I watched a Seth Godin Skillshare class where he talked about selecting a name that is broad enough for your services to evolve without having to rename it. Like Amazon for example — why did a website selling books get named after a major river instead of something like Bezos Books? So that it could eventually sell everything under the sun. So I started looking online for inspiration. I’m not much of a “quotes” person, but I found one that read “a mighty oak from little acorns does grow” which deeply resonated with me. It meant big things come from small beginnings, and as someone who started with just a little notepad and a big dream, the name Mighty Oak became a mantra.

If you could describe your studio in 3 words, what would those be?
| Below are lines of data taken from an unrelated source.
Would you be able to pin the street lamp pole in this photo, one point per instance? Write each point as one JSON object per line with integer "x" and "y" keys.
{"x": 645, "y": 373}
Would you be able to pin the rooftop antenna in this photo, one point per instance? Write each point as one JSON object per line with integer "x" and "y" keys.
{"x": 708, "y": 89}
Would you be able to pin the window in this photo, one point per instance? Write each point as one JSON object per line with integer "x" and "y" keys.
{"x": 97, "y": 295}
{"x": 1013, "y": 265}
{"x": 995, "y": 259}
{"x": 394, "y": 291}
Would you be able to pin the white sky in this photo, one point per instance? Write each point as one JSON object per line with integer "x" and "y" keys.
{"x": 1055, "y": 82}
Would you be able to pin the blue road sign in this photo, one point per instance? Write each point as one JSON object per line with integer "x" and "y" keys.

Versatile. Character-driven. Handmade.

What's the first thing you do when you get a new client brief?
The first thing we do is spend some time learning about the client: reviewing their website, social platforms, brand guidelines, and anything else that our client can share. We talk about the audience, and the video’s goal. This helps us begin our brainstorm process, pulling mood boards together full of materials, shapes, colors, and other ideas that will inspire our creative brief. We know that the work we do can be a different undertaking for many new clients, so our intention is to make the process as clear, approachable, and fun as possible.

How do you work past a creative block?

I posed this question to the team. There were a variety of responses, but the overlapping answer was to take a pause, do something you enjoy, and come back to the work with fresh eyes. We actually learned about the process of “un-frying your brain” in this webby-nominated video we made for Thrive Global and Bose. Part of what I love about our work is that we often get to learn on the job!

If you could give a piece of advice to yourself at the beginning of your career in animation, what would that be?

My advice would be to understand what makes your approach to animation special, and where it would best fit in the industry. Whether you’d prefer to work at a traditionally large animation company or a boutique studio like ours, being able to share your USP (unique selling point) with others can help set your path for networking, interning, freelancing, or landing a job that makes you happy.